Publié le 23 mars 2011 par Dornbusch

Mon camarade et « maitre a penser » Jean Louis Levet a recemment publié une tribune dénonçant l’imposture Le Pen. Cette tribune a manifestement touché le FN au coeur. Je reproduis ce texte

« Un sondage mettant Marine le Pen en tête au premier tour des prochaines présidentielles met toute la classe politique en émoi. La droite, hypocritement, relativise ce constat et veut organiser dans le même temps un débat sur l’islam et la République. La gauche, à la mémoire courte, se contente de renvoyer les causes de cette montée du Front national (FN) sur Nicolas Sarkosy, alors que depuis 2007 elle se donne en spectacle, incapable de produire un projet mobilisateur. Depuis près de deux décennies, le paysage politique national s’atomise. A gauche, la lutte des classes s’est transformée en lutte des clans. A droite, l’affirmation du bien commun s’est muée en une juxtaposition d’intérêts particuliers. Profitant de ce débauchage des valeurs démocratiques, l’extrême droite ne cesse d’engranger des forces. Faut-il rappeler que moins de 200 000 français votaient FN aux élections présidentielles de 1974, et qu’ils étaient près de 6 millions à celles de 2002 et 4 millions en 2007, malgré une campagne focalisée sur le face à face Sarkozy/Royal ?

Lutter contre le Front national nécessite de le combattre sur ses prétendus arguments, ce que ne fait ni la droite, ni la gauche.

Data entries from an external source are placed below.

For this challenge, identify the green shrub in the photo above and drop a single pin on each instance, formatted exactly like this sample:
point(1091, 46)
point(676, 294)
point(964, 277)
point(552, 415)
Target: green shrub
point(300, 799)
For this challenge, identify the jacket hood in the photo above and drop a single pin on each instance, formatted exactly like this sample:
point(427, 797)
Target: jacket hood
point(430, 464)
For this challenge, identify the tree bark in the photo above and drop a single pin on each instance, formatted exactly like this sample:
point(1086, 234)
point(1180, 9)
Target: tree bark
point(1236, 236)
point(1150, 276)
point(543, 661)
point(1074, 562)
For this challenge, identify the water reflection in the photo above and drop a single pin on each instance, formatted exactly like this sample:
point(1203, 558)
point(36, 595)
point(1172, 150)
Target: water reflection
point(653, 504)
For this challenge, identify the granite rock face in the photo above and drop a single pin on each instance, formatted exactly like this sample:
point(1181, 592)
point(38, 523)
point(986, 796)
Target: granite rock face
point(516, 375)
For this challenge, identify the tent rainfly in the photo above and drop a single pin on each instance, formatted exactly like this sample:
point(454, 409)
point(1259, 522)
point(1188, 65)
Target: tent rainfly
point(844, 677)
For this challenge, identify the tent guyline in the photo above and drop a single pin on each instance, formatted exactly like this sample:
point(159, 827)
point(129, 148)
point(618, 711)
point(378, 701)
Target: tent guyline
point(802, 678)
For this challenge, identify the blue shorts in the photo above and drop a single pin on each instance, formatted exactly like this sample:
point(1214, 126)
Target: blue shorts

Le mode incantatoire, l’indignation abstraite, la dérision, ne font que renforcer un électorat confronté à l’approfondissement des inégalités, à la montée du chômage de masse, à une mondialisation sous influence d’une finance non contrôlée. En un mot, à l’absence d’avenir. Marine Le Pen, comme son père, avance masquée derrière le paravent d’un discours valorisant la nation. En réalité, son projet est résolument anti-national : autoritaire dans le champ politique, ultralibéral dans l’ordre politique, nationaliste dans le domaine social, intégriste comme donneur de sens. Un discours valorisant la nation, un programme contre la nation, dans le droit fil de celui des présidentielles de 2002 où Jean-Marie Le Pen sortait un Lionel Jospin sûr de lui, du second tour. C’est sur cette contradiction fondamentale qu’il faut appuyer.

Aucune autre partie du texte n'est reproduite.